= Bill Gavin =

Bill Gavin (November 6, 1907 – January 27, 1985) was an American radio personality and publisher of the influential Gavin Report.

==Life and education==
Gavin was born in Chetek, Wisconsin in 1907. He attended the University of Wisconsin-Eau Claire and the University of California-Berkeley.
Before his radio career, he was a teacher, pianist and singer. He briefly traveled with an all-male vocal group called The Blenders. He died of cancer in 1985 at the age of 77.

==Career==
He created the Lucky Lager Dance Time radio show in 1955 with the McCann-Erickson advertising agency. Gavin founded the Gavin Report in 1958 with information from the show. It was a publication that "monitored air play for Top 40 records, and later expanded to other categories; it [was] used as a programming aid by radio stations and record companies." The publication gathered information from various radio stations and was used to measure song popularity.

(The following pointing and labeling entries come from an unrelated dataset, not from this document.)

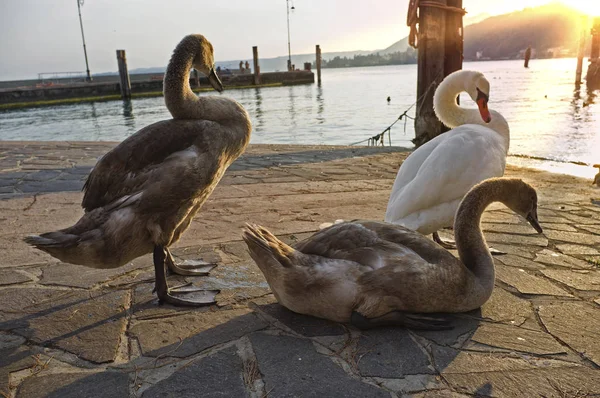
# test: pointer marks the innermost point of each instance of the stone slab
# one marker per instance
(76, 385)
(577, 249)
(519, 262)
(62, 274)
(448, 360)
(13, 359)
(292, 368)
(87, 324)
(581, 280)
(391, 353)
(526, 283)
(303, 324)
(512, 338)
(506, 308)
(218, 375)
(12, 277)
(556, 382)
(185, 335)
(533, 240)
(551, 257)
(573, 237)
(575, 323)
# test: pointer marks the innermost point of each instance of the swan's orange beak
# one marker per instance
(533, 221)
(482, 100)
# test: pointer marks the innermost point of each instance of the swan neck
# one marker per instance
(471, 245)
(452, 115)
(179, 97)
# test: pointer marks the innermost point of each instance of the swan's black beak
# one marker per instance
(482, 100)
(214, 80)
(532, 219)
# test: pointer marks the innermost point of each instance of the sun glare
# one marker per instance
(590, 7)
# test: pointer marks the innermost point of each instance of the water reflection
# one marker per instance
(94, 114)
(292, 107)
(547, 118)
(320, 105)
(128, 117)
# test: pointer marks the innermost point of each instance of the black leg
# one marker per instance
(166, 295)
(404, 319)
(448, 245)
(188, 267)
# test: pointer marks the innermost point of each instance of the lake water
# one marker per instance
(548, 118)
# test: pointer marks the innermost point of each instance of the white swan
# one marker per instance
(143, 194)
(435, 177)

Gavin was called the "most powerful man in the business." It was also said that "every record company subscribed to and quoted the Gavin Report...Everybody copied him, but he originated the thing." In 1983, after being diagnosed with cancer, he sold the Gavin Report to the staff and became publisher emeritus.

Gavin is also noted for his progressive stance in regards to race relations. He worked to help African-Americans break into the radio business by playing black artists and hiring black Disc-Jockeys at a time when it was unpopular to do so.